Never beat arond the bush, sort of speak on any question that may come up! Even if you feel uncomfortable with Any question they may have, or even if you feel the answer would be uncomfortable for you to give, you must get past the uncomfortableness, and do the best you can, and be very truthful. Don't show your fears or uncomfortableness or questions may not be asked again.

Remember, it's better heard from you and the truth, then hearing it from a friend or some student in school! You are there guide to adulthood, Only you can give the right directions on what right path they take! Hearing things from there classmates or friends, most likely will get them off the path, the future you see for them and have been guiding them too! Being harsh when problems arise, will only make your child or teen put up there guards, being open and caring will always get better results.

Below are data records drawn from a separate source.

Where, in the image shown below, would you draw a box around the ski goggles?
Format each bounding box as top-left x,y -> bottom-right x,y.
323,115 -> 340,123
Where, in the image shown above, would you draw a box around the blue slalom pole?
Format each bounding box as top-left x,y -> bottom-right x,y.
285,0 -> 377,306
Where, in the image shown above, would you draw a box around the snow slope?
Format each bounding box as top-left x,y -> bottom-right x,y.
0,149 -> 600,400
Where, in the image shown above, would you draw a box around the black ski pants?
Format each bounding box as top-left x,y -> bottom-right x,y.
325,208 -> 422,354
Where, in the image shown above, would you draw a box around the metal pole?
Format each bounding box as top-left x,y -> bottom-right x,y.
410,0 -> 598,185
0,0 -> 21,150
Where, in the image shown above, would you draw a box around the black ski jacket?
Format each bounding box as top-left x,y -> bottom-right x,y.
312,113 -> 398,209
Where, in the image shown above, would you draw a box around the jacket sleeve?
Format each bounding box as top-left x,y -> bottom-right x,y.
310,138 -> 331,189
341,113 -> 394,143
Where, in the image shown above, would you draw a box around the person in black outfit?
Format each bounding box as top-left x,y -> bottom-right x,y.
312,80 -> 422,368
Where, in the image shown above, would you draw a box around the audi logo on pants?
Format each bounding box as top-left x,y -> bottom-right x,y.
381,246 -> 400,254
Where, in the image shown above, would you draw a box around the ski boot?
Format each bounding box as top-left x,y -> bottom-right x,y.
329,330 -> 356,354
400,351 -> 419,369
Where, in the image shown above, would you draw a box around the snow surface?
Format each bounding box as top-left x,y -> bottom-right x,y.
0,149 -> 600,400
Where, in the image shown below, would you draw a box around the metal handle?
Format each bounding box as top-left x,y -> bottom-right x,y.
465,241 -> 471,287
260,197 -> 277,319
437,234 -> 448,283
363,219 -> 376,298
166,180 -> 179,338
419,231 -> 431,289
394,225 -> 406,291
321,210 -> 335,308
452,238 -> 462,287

A child or teen can't learn from you, if you can't learn from them! You must be able to understand them, if you want them to be able to understand you. The more open and explaining you can be, the more open and learnable they will be. Parentening is not a one way street, your child or teen has there own street heading to adulthood, and you must at least be there for them, so they don't rear off there street and take a differnet road in life, then what you have tried to teach them since birth. There friends can easily steer them into the wrong direction quite easy, if there building blocks at home are crumbling.

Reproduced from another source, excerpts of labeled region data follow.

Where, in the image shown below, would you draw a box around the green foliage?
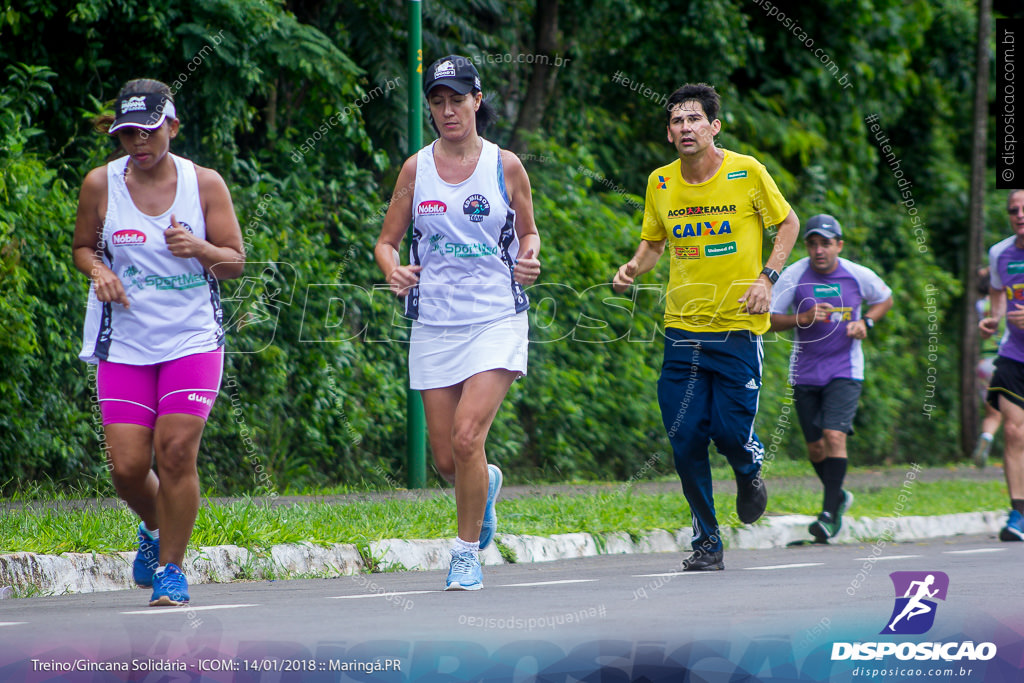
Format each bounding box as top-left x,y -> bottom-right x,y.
0,0 -> 1006,493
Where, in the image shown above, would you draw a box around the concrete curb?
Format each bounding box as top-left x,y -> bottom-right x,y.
0,512 -> 1006,595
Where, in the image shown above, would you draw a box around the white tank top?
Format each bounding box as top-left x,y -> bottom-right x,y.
406,140 -> 529,325
79,155 -> 224,366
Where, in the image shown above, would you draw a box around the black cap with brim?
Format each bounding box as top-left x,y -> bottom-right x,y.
423,54 -> 480,95
804,213 -> 843,240
108,92 -> 177,134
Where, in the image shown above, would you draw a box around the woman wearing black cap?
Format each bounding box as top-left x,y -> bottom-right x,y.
374,55 -> 541,591
73,79 -> 245,606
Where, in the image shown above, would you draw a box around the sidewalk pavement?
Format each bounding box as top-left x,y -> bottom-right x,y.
0,467 -> 1006,599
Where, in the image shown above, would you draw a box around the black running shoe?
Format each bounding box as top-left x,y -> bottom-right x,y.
683,550 -> 725,571
736,470 -> 768,524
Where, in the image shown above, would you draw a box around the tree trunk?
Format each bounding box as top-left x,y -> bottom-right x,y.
959,0 -> 992,458
509,0 -> 559,153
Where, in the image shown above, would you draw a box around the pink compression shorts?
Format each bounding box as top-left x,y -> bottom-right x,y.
96,346 -> 224,429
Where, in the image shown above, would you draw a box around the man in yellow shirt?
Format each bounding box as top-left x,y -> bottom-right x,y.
612,83 -> 800,571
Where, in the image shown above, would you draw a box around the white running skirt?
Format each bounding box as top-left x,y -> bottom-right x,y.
409,311 -> 529,390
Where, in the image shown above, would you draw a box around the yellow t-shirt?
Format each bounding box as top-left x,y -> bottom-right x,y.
640,150 -> 790,335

Parenting is a learning experience, there is no one perfect advice. But being aware of your childs needs in Learning and Happiness, will be a great resource for all parents to be great parents! Most teachers in schools are also parents! But teachers are limted on how much they can teach children, parents are the first important teachers in there childrens life! You have to be able to do your part, so the your children are ready for the teachers in schools, can do there (Part) of there job. Teachers in school, are Only the secondary learning! Parents are the Main first teachers! Many parents are shoving the whole childs teachings off to the school teachers! That's not being a real loving, caring parent!


Cashnsaveceo



Contributor's Note

FREE - Advertising/Marketing Suite - Have you gotten yours Yet?

Copyright Notice: All Rights Reserved.

Add to Facebook Digg Add to Mixx Add to Reddit Add to StumbleUpon
Added by cashnsaveceo on May 6, 7:44 PM.

PLEASE VISIT THE CONTRIBUTOR'S WEBSITE
Linkscout
Webtools and Income Opportunites
cashnsave.linkscout.com

Rate This Intel

Please login or sign up to rate this intel.

Comments

Please login or sign up to add a comment.





Crawled [11/30] - We promised all users participating in the Sticker Mania Promo ...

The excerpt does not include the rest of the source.